What we can observe here is the fact that the GUnzipped string resulted in a long HEX string (probably a hex dump of a file? ) which looks to have a weird padding formed by 0x30, 0x31, 0x20, which translates to numbers: 0,1, and space char.

Again, converting from HEX to ASCII, the above text becomes:

Felicitări ai finalizat concursul HackTheZone! 00111101 00111101 01000001 01000001 01000001 01000001 01100111 01101000 01110111 00111000 01000001 01101000 01001100 00110010 01110111 00101111 01010101 01001010 01110010 01000001 01101000 01010000 01101111 01110110 01100111 01001101 01000011 01011000 01111000 01110110 00101111 01110001 01100100 01011000 01110101 01001101 00101011 00110000 01101101 00110011 01101111 01101011 01001000 01100010 01011000 01000001 01100011 00110001 01110111 01100110 01000111 01100111 01000001 01101100 01110100 01111001 01000110 01111000 01000001 00111000 01000001 01110100 01010000 01100010 01110010 01011000 00111000 01010100 01101100 01010001 01010010 00101111 01010110 01101100 00101111 01010101 01010101 01101101 01100010 01101011 01101110 01111010 01011010 01001001 01010000 01000101 01110000 01101110 01001101 00111000 01110110 01110101 01100001 01000110 01001000 00110010 00111000 01100001 01001101 01110100 01101010 01101011 00110011 01010110 01000110 01110111 01010001 01001001 01000100 01101100 01010001 01100111 01001101 01010111 01111010 00101111 01000001 00110000 01010110 01101110 01101100 01100110 01000111 01000001 01001001 01110011 00110100 01001000

Yay! Now we know that all the madness was not related to the executable itself, but with the text within its strings.

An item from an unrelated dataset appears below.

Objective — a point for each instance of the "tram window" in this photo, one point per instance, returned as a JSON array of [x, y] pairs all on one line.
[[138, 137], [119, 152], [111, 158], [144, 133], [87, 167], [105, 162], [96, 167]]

Since we obtained what looks to be the partial congratulation message for finding the flag, we already know what steps should be applied on the remaining (yet again) binary string.

As we can see, we got the half of the final message, so we just re-apply the same steps and we should be good to go. The same steps need to be applied to the binary string after the message “Felicitări ai finalizat concursul HackTheZone!”